Chairman of the Institute of Mining at the University of Zimbabwe, Lyman Mlambo said areas well-endowed with black granite included Mutoko, Murewa and Mount Darwin.

“Zimbabwe has a rare quality of black granite which can produce great décor which is well-noted internationally,” Mlambo said.

Pasipamire said black granite mining was initiated about 50 years ago, and inasmuch as it is a well sought after stone internationally, less than 10% of the total production was being cut and polished in Zimbabwe. As a result, revenue which can be derived through exporting finished products or beneficiation was being lost.

“There are around seven companies exploiting granite in Mutoko and 75% black granite exports come from Mutoko. Villagers are also concerned about the disregard for ancestral land,” he said.

Pasipamire said due to damage caused by heavy stones during their transportation, the Mutoko Rural District Council spent a huge chunk of the revenue it collected repairing roads damaged by haulage trucks and reclaiming the environmental damage caused by companies mining granite in the district.

“This drains the RDC of their much-needed revenue as the US$1 per 30 tonne load levy they charge is not adequate to repair damages caused by the heavy vehicles,” he said.

An official with Action Aid International, Lillian Matsika said it was sad that the country was endowed with natural resources but there was no meaningful revenue going into government coffers.

“There is need for social accountability, civic engagement with communities and discussions of issues that affect them. MPs also need to inform their constituents about issues of social accountability and what to expect from big corporations extracting minerals from their areas,” Matsika said.

Zimbabwe Environmental Law Association director Mutuso Dhliwayo said the Minerals Act which was crafted in 1961 needed a complete overhaul and not just amendments as it no longer served the modern mining environment.

Dhliwayo said crafting of a completely new Act was the way to go as the current law was not anchored on principles of accountability and transparency, which contributed to assertions that mining companies were not remitting enough revenue to government.

“The Act was crafted in 1961 and issues of transparency and accountability were not recorded as issues at all, and these are modern initiatives,” he said.

“Other issues not recorded in the Act include social rights and issues of access to information in order to ensure transparency of contracts entered into.

Access to information is limited and that is why at times people end up speculating.

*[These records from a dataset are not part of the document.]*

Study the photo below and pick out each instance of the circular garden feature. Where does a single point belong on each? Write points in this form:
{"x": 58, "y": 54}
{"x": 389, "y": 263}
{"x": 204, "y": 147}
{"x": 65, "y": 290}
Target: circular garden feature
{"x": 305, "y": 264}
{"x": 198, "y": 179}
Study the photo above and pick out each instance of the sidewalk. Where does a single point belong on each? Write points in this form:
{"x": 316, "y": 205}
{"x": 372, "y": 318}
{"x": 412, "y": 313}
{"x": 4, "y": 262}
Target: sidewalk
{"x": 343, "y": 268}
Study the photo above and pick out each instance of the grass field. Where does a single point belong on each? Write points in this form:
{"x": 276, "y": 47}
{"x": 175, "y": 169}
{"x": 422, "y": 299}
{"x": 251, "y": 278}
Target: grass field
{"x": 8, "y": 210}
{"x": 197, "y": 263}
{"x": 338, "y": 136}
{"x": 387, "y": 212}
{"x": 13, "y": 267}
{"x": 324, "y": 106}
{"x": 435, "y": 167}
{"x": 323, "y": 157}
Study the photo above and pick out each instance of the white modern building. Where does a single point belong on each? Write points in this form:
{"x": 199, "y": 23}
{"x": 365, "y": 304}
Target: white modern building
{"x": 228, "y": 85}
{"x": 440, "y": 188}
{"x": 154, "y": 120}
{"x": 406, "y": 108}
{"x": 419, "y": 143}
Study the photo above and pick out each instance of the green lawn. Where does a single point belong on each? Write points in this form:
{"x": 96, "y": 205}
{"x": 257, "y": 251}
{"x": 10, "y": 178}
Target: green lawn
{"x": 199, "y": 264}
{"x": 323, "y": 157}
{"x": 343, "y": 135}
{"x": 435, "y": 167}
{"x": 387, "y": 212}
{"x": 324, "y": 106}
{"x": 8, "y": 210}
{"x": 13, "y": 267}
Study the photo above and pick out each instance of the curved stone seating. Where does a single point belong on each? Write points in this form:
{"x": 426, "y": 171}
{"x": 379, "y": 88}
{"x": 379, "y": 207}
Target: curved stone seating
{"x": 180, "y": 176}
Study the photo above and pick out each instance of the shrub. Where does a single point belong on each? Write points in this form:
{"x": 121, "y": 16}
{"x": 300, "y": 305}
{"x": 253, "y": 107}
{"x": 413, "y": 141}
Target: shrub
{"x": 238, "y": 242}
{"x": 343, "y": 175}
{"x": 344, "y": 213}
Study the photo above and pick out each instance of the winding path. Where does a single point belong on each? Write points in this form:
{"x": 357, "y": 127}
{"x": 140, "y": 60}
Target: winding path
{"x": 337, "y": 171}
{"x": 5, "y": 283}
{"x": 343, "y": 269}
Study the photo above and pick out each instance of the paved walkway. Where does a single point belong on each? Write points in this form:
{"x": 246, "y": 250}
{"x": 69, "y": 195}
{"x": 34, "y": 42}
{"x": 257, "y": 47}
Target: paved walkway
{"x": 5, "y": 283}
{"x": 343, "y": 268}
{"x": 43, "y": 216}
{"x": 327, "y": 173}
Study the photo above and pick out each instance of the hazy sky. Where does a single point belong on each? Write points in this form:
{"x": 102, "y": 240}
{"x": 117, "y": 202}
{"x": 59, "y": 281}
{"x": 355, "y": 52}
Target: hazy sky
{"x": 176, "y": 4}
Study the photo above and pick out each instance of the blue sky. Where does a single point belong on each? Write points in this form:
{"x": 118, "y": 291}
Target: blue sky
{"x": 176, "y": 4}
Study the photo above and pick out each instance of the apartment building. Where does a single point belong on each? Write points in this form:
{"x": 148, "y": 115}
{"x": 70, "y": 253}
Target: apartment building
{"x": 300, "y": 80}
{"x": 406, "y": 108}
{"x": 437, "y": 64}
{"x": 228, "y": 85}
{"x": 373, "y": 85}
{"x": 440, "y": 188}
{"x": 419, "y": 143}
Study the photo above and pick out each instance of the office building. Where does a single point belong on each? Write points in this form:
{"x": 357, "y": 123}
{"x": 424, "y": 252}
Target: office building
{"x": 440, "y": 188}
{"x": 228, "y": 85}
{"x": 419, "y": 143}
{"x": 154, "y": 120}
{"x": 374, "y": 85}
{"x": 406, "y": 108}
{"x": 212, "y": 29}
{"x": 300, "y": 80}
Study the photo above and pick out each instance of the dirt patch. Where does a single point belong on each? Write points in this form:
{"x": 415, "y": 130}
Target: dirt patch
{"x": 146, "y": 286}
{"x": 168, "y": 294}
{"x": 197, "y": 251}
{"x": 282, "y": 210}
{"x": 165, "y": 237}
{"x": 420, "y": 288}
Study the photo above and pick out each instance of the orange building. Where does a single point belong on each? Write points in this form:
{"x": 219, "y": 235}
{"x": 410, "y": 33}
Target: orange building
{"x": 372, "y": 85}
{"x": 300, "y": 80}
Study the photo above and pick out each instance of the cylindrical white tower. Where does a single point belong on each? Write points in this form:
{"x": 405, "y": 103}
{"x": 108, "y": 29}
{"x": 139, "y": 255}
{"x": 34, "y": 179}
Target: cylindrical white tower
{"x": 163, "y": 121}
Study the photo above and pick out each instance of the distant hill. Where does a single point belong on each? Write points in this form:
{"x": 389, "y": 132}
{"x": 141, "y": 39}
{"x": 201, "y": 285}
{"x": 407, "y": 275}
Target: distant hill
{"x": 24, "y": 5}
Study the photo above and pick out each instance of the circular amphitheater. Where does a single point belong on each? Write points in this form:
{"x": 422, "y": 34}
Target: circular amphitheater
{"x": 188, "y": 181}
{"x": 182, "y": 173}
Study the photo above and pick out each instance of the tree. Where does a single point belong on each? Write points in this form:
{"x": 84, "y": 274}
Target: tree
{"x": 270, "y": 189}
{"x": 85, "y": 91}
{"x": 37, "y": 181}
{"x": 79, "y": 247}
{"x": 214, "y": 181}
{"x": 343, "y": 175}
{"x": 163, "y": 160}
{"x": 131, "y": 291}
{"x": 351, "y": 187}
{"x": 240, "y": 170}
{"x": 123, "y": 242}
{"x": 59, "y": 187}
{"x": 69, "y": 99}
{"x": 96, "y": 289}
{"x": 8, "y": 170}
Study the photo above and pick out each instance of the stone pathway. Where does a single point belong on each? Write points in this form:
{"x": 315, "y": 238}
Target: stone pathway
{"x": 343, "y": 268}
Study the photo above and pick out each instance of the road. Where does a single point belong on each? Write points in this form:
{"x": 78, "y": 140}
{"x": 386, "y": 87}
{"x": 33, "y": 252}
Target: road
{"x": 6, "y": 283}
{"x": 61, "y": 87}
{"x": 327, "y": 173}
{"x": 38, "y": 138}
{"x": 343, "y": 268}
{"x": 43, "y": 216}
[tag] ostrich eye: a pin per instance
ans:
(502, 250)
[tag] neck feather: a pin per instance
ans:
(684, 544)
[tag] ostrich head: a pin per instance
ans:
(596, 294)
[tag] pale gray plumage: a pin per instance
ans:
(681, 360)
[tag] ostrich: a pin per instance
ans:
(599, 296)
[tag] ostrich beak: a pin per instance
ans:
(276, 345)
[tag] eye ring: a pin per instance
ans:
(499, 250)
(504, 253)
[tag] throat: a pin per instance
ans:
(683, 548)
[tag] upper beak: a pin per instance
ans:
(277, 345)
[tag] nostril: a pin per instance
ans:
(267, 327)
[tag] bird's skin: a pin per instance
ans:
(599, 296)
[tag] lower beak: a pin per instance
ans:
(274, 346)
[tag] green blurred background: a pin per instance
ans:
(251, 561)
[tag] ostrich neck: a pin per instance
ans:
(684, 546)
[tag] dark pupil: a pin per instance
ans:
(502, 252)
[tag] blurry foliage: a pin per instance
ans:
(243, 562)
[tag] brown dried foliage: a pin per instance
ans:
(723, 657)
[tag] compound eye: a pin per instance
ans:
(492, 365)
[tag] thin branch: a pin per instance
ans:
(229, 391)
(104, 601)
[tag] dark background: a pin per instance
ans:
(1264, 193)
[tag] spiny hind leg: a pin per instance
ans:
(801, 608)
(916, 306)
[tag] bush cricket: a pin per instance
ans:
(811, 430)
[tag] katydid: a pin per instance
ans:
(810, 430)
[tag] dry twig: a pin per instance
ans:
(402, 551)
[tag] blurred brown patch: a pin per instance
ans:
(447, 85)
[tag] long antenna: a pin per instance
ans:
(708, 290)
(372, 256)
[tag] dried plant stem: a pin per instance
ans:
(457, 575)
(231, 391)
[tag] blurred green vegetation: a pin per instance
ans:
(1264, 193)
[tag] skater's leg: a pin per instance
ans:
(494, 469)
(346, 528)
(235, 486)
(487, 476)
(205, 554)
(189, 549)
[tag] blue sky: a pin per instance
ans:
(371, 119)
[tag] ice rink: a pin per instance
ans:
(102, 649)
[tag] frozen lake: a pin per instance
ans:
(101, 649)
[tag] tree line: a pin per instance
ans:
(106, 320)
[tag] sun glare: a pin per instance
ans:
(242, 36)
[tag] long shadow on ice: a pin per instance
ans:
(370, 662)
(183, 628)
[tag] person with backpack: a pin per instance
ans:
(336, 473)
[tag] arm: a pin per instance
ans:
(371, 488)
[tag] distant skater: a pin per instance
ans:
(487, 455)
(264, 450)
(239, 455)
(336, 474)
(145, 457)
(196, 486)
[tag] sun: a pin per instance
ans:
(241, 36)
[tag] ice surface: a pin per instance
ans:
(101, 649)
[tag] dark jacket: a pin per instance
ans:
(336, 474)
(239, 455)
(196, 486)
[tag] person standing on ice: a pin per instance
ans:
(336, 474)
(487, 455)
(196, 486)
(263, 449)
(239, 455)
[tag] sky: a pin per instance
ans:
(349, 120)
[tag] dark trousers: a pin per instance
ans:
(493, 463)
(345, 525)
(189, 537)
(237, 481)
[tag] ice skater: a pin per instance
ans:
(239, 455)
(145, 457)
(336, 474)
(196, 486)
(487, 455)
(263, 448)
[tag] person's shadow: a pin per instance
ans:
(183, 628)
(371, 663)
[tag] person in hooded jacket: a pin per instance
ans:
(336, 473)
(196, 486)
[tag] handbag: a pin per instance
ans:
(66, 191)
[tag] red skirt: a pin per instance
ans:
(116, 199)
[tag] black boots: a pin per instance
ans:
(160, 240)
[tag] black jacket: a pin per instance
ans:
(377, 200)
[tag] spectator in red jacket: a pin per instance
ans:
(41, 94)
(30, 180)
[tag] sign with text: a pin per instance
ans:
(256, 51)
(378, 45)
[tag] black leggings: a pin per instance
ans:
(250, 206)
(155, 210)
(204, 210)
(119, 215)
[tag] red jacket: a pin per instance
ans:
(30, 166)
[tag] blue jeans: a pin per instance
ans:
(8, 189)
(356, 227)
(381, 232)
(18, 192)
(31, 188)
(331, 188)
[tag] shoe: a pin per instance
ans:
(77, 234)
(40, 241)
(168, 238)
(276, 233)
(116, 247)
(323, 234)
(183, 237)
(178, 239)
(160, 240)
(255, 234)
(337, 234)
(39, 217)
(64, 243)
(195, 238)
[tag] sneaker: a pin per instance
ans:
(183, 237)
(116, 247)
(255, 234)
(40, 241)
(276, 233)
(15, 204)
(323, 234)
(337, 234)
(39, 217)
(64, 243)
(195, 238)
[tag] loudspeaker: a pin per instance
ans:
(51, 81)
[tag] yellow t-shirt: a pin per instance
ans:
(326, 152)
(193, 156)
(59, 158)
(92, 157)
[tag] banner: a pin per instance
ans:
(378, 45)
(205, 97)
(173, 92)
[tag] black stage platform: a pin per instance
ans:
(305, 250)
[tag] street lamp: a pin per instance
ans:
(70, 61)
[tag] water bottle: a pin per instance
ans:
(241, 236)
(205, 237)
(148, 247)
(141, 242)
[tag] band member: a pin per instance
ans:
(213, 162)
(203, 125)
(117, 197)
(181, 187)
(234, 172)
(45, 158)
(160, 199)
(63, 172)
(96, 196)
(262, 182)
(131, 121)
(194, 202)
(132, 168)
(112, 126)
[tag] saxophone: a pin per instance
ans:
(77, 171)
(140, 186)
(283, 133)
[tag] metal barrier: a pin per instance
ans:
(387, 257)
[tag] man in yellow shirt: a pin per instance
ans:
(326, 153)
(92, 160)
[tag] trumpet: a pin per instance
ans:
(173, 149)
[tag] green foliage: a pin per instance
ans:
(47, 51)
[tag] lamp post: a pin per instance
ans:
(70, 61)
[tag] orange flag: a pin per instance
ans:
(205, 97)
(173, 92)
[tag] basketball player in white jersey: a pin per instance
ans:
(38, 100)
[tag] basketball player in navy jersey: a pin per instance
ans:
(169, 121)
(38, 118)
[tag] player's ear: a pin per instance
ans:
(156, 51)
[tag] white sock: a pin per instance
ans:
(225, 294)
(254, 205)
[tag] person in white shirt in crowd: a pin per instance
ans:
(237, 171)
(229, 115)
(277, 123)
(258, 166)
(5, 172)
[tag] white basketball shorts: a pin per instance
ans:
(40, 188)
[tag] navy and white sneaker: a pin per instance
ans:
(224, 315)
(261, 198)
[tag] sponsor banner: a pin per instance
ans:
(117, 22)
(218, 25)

Information on mineral deals is critical for civic society groups to do advocacy and there is need to know about how the mining companies are going to address environmental issues.”

Dhliwayo said there was need to include clauses on measures that will result in value addition of minerals, as well as incorporation of the Environmental Management Act into the Mines and Minerals Act.

“The current archaic Act does not recognise community-based organisations as stakeholders. The South African mining legislation has clauses for the role of civic society organisations,” he said.